Saturday, 3 April 1999: 3:30 PM
Zonal Harmonic wave 1 is the dominant spatial component in the mean and daily circulation on the Southern Hemisphere. In the troposphere the wave has one peak in the latitudes 50S--60S and another near 30S, both reaching the largest amplitude in winter. The ridge of the subantarctic peak is near 120W, and the ridge of the lower-latitude peak is near 30E, and they are thus 150 degrees out-of-phase. The two peaks of wave 1 are visible on most days, and their amplitudes and share of the total spatial variance wax and wane simultaneously --- implying the existence of a travelling wave 1 of nearly opposite phase in the two latitude zones.
On days when the amplitudes of both peaks are large, the mid-latitude westerlies are strong in the Atlantic-Indian Ocean Sector and weak in the Pacific, and the wind maximum spirals in toward Antarctica. When the peaks are both weak there is less of a meridional component to the flow.

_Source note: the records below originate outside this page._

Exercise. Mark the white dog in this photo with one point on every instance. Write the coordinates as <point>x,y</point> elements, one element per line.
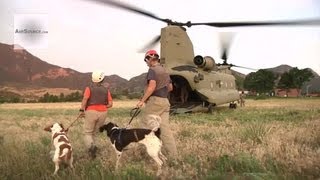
<point>121,137</point>
<point>63,150</point>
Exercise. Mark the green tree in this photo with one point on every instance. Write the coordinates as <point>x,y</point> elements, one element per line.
<point>295,78</point>
<point>261,81</point>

This description summarizes results gained from data of the Internatinal Geophysical Year, 1957--1958.
We examine the day-to-day behavior of wave 1 and the wind in the middle troposphere by means of the NCEP/NCAR re-analyses; and at the surface by means of satellite-observed winds over the oceans from ERS-1,2, from the NASA Scatterometer (NSCAT), and from the newly launched SeaWINDS instrument aboard QSCAT.